EXAMPLE APPLICATION OF BIOSHELL
A brief summary of an example application is presented below, while several examples and an extended documentation are available from the BioShell website.
Recently we published a method for hierarchical clustering of protein models, HCPM (Gront and Kolinski, 2005). The program reads a bunch of PDB files and groups similar structures. The applicability of HCPM is of course limited by many factors. First, only the two most popular distance measures (crmsd and drmsd) are implemented.
BioShell contains ‘clust’ program which requires pairwise distances as an imput. The ‘rms’ computes distances between all PDB files in a current directory.

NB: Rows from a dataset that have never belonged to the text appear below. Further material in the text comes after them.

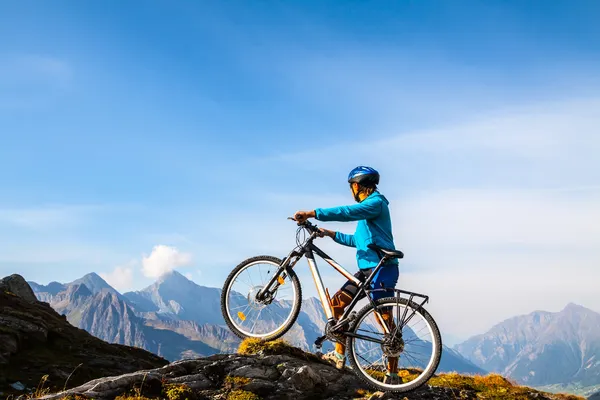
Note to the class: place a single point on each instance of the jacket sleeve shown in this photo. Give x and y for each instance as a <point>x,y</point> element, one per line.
<point>345,239</point>
<point>368,209</point>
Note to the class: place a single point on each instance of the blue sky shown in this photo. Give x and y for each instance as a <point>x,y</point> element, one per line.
<point>142,136</point>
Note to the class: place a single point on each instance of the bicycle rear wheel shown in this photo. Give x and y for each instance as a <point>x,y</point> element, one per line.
<point>246,316</point>
<point>405,357</point>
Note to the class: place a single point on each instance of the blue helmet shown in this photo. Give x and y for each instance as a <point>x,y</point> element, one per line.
<point>365,176</point>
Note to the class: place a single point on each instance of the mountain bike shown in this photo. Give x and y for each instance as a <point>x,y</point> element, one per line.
<point>392,328</point>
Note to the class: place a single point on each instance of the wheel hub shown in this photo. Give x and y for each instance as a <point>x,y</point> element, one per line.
<point>253,300</point>
<point>392,346</point>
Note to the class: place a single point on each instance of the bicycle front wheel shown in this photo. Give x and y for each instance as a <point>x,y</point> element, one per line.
<point>399,357</point>
<point>268,319</point>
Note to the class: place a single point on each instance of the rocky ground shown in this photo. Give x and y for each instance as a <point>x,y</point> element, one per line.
<point>40,352</point>
<point>295,375</point>
<point>36,344</point>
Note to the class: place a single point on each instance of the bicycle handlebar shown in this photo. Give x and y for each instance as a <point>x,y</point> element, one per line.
<point>306,225</point>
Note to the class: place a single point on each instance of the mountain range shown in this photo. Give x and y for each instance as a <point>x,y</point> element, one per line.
<point>553,350</point>
<point>176,318</point>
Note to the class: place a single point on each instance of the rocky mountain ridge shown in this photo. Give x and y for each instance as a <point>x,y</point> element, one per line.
<point>542,347</point>
<point>36,341</point>
<point>176,318</point>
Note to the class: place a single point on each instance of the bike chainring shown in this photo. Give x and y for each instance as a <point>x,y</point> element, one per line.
<point>331,335</point>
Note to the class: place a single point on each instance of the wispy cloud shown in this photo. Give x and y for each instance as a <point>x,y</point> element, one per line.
<point>121,278</point>
<point>163,259</point>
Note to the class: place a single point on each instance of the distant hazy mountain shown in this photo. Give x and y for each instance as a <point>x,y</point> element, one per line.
<point>176,318</point>
<point>175,295</point>
<point>542,348</point>
<point>108,316</point>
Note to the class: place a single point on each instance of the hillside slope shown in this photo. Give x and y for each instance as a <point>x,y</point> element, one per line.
<point>542,348</point>
<point>36,341</point>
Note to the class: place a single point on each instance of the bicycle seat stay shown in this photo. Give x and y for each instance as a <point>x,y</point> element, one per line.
<point>387,252</point>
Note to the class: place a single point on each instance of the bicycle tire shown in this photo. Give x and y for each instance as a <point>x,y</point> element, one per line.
<point>423,378</point>
<point>296,307</point>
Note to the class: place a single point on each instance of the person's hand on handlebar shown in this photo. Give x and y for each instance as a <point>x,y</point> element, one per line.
<point>326,232</point>
<point>302,216</point>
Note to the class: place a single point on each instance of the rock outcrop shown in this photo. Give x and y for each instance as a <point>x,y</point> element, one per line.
<point>36,341</point>
<point>290,374</point>
<point>15,284</point>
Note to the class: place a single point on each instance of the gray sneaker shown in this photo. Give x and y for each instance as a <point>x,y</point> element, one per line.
<point>336,358</point>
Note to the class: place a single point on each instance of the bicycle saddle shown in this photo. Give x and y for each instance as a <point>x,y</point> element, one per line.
<point>387,252</point>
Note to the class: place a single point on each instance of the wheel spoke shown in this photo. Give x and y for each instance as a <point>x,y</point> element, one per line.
<point>419,360</point>
<point>244,311</point>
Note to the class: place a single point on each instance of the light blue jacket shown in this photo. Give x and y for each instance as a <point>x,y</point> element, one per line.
<point>374,226</point>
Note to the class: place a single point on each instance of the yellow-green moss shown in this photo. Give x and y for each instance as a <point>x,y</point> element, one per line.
<point>242,395</point>
<point>132,397</point>
<point>363,393</point>
<point>491,386</point>
<point>178,392</point>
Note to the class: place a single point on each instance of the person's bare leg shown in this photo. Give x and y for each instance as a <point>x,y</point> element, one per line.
<point>388,320</point>
<point>339,302</point>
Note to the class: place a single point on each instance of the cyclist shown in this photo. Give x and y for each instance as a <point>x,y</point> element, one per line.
<point>374,227</point>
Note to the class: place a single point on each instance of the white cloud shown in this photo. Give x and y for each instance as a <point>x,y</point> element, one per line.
<point>162,260</point>
<point>121,278</point>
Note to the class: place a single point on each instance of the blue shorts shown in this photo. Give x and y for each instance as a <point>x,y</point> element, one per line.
<point>386,278</point>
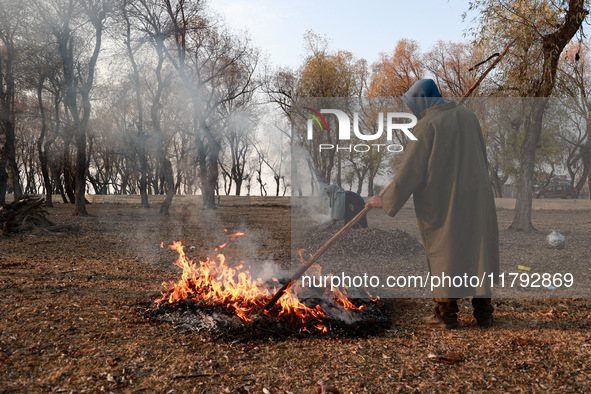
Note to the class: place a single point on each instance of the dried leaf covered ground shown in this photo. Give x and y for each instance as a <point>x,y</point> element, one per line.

This way these two programs provide the same functionality as HCPM. In BioShell however, one can use his own definitions of similarity functions, allowing for instance clustering models of different chain lengths (e.g. from threading servers). In general, the clustering procedure is not restricted to protein models. One can cluster any data provided a distance function is defined. Computing distances is the slowest step of a clustering procedure and can be easily parallelized.
Below we present a simple BioShell script that performs a clustering of a trajectory from the CABS run. In the first line tra tool rescales all structures from internal CABS units to Angstroms and computes all crmsd distances. After clustering (second line), resulting list of clusters is sorted according to the fifth column (i.e. cluster size) and a line corresponding to the best cluster is selected. Starting from the 32nd column, the line contains a list of structures that belong to a given cluster. Additionally the list is stored in a ‘frames_id’ file. Fourth line converts the TRA format into a PDB formatted trajectory. Fifth line copies all structures, listed by ‘frames_id’ into a subdirectory.
./tra -t=trajectory_file -scale=0.61 -drop_dummies -all_crmsd >crmsd_data
./clust -i=crmsd_data -auto_cutoff -out_tree=tree_file >results
sort -n -k 5 results | tail -1 | cut -c 32- | tr ’ ’ ‘\n’ >frames_id
./tra -t=trajectory_file -f=sequence.fasta -scale=0.61 -drop_dummies -save_pdb
for i in ‘cat frames_id’; do cp $i.pdb ./best_cluster_frames/; done
This work was supported by Polish Ministry of Scientific Research and Information Technology (3 T09A 087 028 and PZB-KBN-088/P04/2003).
Conflict of Interest: none declared.